The public sector would include publicly funded health care, transportation, and education facilities such as public schools and universities.
Strategy: Building a Cooperative Commonwealth
How to move in the direction of a cooperative commonwealth? On the economic side, we need to build an infrastructure of financial, educational and technical assistance groups to promote the development of regional cooperative networks. The goals would include transforming existing capitalist companies into cooperatives owned and controlled by their workers and/or by the local communities in which their productive facilities are located, and establishing new cooperatively organized businesses. A complementary effort would encourage the formation, stabilization and growth of owner-operated microenterprises and small businesses.
On the political side, we need to build a nonsectarian political movement to reduce corporate and centralized state power and promote devolution to smaller locally controlled, semi-autonomous communities. The goals of such a movement might include creating a social safety net to guarantee basic necessities and services to all, enacting strong trade barriers to encourage local food production and keep out goods produced under substandard conditions, instituting a genuinely progressive tax system, and prohibiting corporate interference in politics.
There are many obstacles to building a cooperative commonwealth, stemming in part from the power of transnational corporations to control governments and their monopolization of the mass media. (See Herman and McChesney, The Global Media). Two major obstacles preventing substantial social and economic change are the ideological hegemony of the capitalist model and many aspects of the globalization process itself.
1) Capitalism is often seen as the only way. After the demise of Communist rule in Central and Eastern Europe many have been misled into believing corporate capitalism is the only viable economic system. It is assumed that top-down decision-making and hierarchical management are the most efficient and best ways to organize work. Social justice seems to be forgotten, and the idea of a cooperative commonwealth hardly enters public discussion.

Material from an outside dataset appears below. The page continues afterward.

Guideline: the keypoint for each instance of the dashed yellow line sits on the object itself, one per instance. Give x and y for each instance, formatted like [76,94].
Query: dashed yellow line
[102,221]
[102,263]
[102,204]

2) Globalization promotes capital flight to low wage areas, pitting workers in high wage countries against those in low wage countries, and encourages production for export markets. The struggle for workplace democracy may be eclipsed by the preoccupation of many workers with retaining jobs, pay and benefits. Globalization often bankrupts small businesses and local producers of food and other basic necessities, replacing them with corporate subsidiaries and franchises that siphon resources back mainly to rich shareholders.
3) Finally, the global mass media impose and reinforce an ideology of wasteful and mindless comsumption.
So where does GEO fit in? The challenge of democratizing our economic institutions and changing a culture based on commodity consumption, greed and individualism is truly daunting. Nevertheless, we hope to encourage and further the movements for economic and workplace democracy by:
- helping combat the myth that globalization is necessarily benefitial.
- providing news about efforts to build cooperative alternatives and political movements that challenge corporate capitalism;
- keeping alive the ideal of a cooperative commonwealth;
- helping combat the myth that globalization is beneficial;
- promoting intercooperation among those working at the grassroots to build community based and democratically organized economic alternatives.
- providing a forum for supporters of democratic economic alternatives to discuss together both what works and what doesn't, as well as longer range issues concerning where we want to head and what kind of a road we want to build together.